The plunge in arrests – border agents made around 250,000 in December alone – comes after the Biden administration imposed sweeping restrictions on asylum at the southern border in June for migrants who cross illegally in an effort to deter them from making the journey to the United States. The changes suspended longtime guarantees that gave anyone who stepped onto U.S. soil the right to seek a safe haven, allowing border officials to more quickly return migrants to their home countries or Mexico.
The drop could provide a powerful counternarrative to what has been one of the Biden administration’s largest political weaknesses at a critical time before the November election.

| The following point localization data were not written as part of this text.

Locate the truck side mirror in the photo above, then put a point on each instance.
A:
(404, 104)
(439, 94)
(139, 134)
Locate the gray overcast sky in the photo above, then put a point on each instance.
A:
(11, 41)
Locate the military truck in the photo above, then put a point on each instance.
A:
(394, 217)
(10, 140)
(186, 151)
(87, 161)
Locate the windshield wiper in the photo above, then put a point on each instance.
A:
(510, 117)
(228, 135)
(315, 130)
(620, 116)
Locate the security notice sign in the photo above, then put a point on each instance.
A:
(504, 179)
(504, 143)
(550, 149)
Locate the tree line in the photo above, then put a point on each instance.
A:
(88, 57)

Republicans have excoriated Biden over his handling of the surge of border crossings, and are attacking Vice President Kamala Harris over her role as well now that she is the presumptive Democratic nominee.

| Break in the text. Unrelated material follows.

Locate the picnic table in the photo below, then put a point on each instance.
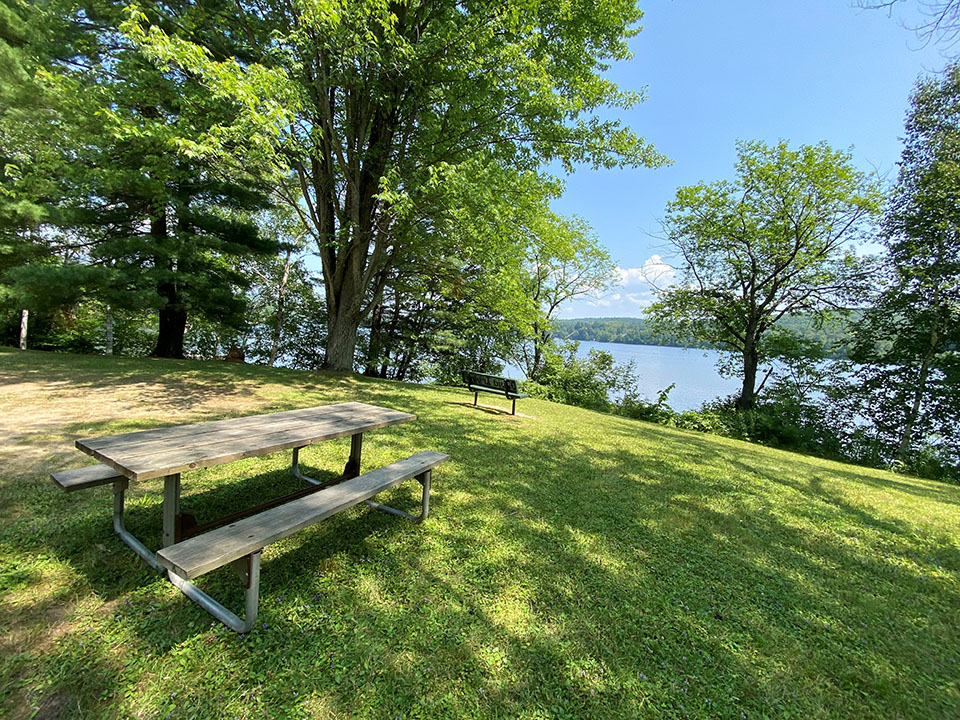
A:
(190, 548)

The numbers, which were shared by the people on the condition of anonymity because they were preliminary and not yet released publicly, remain above those for most of President Donald Trump’s term. But they have fallen much more in line with border crossings during his presidency: There were nine months during the Trump administration in which arrest numbers exceeded July’s, according to Adam Isacson, a migration expert at the Washington Office on Latin America.
Republicans and immigration opponents argue that the numbers are not comparable. They say the Biden administration is simply letting migrants enter the country through other means, like a U.S. Customs and Border Protection app that allows a certain number of migrants a day to schedule entering the country at a port of entry. Altogether, they say, entries still exceed the totals at almost any point in the Trump administration.
The Biden administration’s “unlawful mass-parole schemes have exploded the number of inadmissible aliens entering” through ports of entry along the southern border “despite having no right to do so,” Republicans on the House Homeland Security Committee said last week on social media.
Biden administration officials have lauded their crackdown in previous statements noting downturns in arrests. Experts, too, have credited the new border policies for the drop but have pointed out that other factors are most likely at work as well.
“This is a dramatic downturn in arrivals,” said Kathleen Bush-Joseph, an analyst at the Migration Policy Institute. She said the numbers most likely reflected quick deportations at the border, migrants using other ways of entering the country and “ongoing Mexican enforcement that has slowed the arrival of migrants to the U.S.-Mexico border.”
For most of his presidency, Biden struggled to stop migrants from entering the country illegally, a challenge exacerbated by failing governments in countries like Venezuela and what was seen as his softer immigration language after the often incendiary invective of Trump.
The number of border crossings skyrocketed – more than 2 million arrests were made in the 2023 fiscal year – and reached their peak in December, when more than 5,000 migrants a day were arrested.
Seeking to stanch the surge, Homeland Security Secretary Alejandro Mayorkas and other Biden administration officials flew to Mexico City, lobbying Mexican officials to ramp up enforcement in their country against migrants. U.S. border arrests began to drop early this year.
Immigration advocates have criticized the effort to bar asylum for those who cross illegally. The American Civil Liberties Union sued over Biden’s asylum ban, and the union that represents the nation’s asylum officers sided with the ACLU.
And some experts doubted the plunge in border crossings would last.
“This is a result of the Biden administration’s ban on asylum for most who cross between ports of entry,” Isacson said. “If past crackdowns are any guide, we can expect the impact to be short term: Numbers will bottom out within a few months and start to recover again.”